Page 1 of 1

tesseract and ocrfeeder

PostPosted: Oct 26th, '12, 23:49
by Rich49
I have been trying to do some OCR on Mageia. gocr works but I'm somewhat underwhelmed with the results so I've installed ocrfeeder and tesseract, but can't get either to work. When I try to run ocrfeeder I get an icon in my task bar for a few sceonds but nothing else happens. If I attempt to use tesseract from a command line I get the following messages:

name_to_image_type:Error:Unrecognized image type:xsane.png
IMAGE::read_header:Error:Can't read this image type:xsane.png
Read of file xsane.png failed.

I have also tried this with a pnm file with the same results (I own both files and have RW access). I have also tried the above on ubuntu using the exact same files and both ocrfeeder and tesseract work fine, so my files would appear to be OK.

I'm running Mageia2 64bit fully updated and have the core, nonfree and tainted release and update channels checked.

Any ideas greatly appreciated thanks...

Re: tesseract and ocrfeeder

PostPosted: Oct 27th, '12, 01:26
by tom_
http://en.wikipedia.org/wiki/Tesseract_(software)

Tesseract up to and including version 2 could only accept TIFF images of simple one column text as inputs. These early versions did not include layout analysis and so inputting multi-columned text, images, or equations produced a garbled output. Since version 3.00 Tesseract has supported output text formatting, hOCR positional information and page layout analysis. Support for a number of new image formats was added using the Leptonica library.


maybe Ubuntu has this Leptonica library and Mageia don't?

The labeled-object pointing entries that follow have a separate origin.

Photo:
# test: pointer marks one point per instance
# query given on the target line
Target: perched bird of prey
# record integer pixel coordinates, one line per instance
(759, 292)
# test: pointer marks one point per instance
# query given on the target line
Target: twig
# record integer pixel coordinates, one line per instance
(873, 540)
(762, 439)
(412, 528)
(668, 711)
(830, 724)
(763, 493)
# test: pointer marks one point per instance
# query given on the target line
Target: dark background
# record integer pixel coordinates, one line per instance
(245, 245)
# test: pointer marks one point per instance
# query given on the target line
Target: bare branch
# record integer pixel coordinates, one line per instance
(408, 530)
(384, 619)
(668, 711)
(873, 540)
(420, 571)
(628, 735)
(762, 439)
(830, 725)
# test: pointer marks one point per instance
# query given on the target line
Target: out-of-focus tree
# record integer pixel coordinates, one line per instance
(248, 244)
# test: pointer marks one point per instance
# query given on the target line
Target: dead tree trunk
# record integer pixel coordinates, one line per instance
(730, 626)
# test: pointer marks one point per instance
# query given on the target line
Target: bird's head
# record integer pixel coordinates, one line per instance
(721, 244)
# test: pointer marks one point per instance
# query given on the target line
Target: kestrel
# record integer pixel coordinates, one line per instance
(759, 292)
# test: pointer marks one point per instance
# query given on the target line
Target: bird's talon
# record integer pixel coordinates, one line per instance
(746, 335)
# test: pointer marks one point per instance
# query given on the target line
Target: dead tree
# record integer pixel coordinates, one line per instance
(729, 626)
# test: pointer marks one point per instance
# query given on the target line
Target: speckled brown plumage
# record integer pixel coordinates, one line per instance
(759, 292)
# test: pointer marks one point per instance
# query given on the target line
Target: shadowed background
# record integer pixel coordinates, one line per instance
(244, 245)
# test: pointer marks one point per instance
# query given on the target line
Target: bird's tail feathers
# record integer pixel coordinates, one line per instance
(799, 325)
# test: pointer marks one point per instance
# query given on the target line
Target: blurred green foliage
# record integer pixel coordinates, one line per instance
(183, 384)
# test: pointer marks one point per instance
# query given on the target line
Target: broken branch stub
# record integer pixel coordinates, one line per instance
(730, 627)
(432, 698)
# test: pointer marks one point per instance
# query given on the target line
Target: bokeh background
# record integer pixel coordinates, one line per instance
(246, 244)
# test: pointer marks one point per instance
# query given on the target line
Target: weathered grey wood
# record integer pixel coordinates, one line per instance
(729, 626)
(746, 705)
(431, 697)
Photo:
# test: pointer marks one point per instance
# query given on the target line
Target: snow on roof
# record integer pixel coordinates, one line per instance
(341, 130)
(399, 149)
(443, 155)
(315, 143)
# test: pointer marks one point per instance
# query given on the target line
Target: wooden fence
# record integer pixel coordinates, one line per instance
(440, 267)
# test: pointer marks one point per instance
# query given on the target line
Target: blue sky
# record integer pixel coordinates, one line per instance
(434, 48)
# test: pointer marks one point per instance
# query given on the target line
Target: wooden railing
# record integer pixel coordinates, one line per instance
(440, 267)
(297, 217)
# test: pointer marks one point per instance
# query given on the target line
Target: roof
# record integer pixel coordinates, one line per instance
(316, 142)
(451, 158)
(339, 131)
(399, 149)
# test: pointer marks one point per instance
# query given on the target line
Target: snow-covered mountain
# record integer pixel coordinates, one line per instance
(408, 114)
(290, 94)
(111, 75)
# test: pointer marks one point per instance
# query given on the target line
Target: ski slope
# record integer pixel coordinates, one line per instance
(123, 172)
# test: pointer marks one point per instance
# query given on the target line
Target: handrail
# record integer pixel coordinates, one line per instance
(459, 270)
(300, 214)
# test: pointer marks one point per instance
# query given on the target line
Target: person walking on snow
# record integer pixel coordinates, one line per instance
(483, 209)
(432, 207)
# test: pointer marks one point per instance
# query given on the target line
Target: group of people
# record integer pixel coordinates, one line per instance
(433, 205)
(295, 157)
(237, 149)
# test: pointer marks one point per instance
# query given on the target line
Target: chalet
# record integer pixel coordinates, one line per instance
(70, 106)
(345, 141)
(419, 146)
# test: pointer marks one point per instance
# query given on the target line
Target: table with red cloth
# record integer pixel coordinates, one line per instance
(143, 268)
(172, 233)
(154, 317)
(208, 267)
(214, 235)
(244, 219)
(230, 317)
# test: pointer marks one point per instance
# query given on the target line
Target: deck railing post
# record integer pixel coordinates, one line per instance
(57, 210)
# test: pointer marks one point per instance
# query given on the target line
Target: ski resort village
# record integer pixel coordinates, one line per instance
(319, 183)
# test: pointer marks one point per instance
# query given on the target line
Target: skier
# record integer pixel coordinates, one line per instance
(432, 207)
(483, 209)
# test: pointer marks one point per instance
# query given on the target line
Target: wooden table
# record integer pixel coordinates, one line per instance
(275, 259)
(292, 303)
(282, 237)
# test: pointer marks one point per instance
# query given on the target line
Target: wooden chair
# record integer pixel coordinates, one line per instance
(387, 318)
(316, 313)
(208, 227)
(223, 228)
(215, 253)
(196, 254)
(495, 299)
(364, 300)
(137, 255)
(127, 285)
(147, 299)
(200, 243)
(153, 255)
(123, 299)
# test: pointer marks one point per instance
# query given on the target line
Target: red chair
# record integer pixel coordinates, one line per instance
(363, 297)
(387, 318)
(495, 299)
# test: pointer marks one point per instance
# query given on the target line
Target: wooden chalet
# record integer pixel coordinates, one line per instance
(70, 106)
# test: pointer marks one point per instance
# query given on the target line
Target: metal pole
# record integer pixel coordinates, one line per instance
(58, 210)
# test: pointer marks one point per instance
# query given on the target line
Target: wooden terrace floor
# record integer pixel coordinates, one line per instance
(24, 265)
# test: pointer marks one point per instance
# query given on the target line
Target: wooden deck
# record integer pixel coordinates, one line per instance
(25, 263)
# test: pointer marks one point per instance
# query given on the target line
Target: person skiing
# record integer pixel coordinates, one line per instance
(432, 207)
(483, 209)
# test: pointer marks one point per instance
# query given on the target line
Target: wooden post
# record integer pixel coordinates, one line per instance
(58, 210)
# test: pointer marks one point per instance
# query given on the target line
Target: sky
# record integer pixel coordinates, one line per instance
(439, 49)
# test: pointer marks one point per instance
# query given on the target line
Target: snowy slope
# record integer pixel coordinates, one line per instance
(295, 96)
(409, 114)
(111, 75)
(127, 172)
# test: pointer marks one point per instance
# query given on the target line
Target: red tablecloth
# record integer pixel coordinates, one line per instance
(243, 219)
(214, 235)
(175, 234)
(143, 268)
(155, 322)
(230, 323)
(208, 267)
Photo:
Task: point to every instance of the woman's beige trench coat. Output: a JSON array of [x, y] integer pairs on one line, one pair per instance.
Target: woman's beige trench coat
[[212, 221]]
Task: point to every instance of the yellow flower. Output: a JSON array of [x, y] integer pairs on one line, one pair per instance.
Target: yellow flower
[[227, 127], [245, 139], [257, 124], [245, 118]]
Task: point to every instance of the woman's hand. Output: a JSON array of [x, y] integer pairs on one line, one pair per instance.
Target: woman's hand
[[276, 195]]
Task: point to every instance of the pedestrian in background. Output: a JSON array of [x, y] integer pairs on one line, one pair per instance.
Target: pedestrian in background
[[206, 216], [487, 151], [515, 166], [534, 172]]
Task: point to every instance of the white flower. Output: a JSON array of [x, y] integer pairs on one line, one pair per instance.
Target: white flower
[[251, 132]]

Re: tesseract and ocrfeeder

PostPosted: Oct 27th, '12, 14:32
by doktor5000
Well, leptonica was imported/submitted just recently, as it needed to be relicensed first before inclusion into Mageia.
BTW the author was really nice and changed the license after i noticed him about the problem. But tesseract should also work without leptonica.
Tesseract should be available for Mageia 3, though.

Apart from that, i can recommend cuneiform, and as frontend either yagf or kbookocr. There are some more alternatives, but not that good, IMHO:
Tesseract-gui, gimagereader, ocrad and Rubuquet+

Re: tesseract and ocrfeeder

PostPosted: Oct 28th, '12, 22:39
by Rich49
doktor5000 wrote:Well, leptonica was imported/submitted just recently, as it needed to be relicensed first before inclusion into Mageia.
BTW the author was really nice and changed the license after i noticed him about the problem. But tesseract should also work without leptonica.
Tesseract should be available for Mageia 3, though.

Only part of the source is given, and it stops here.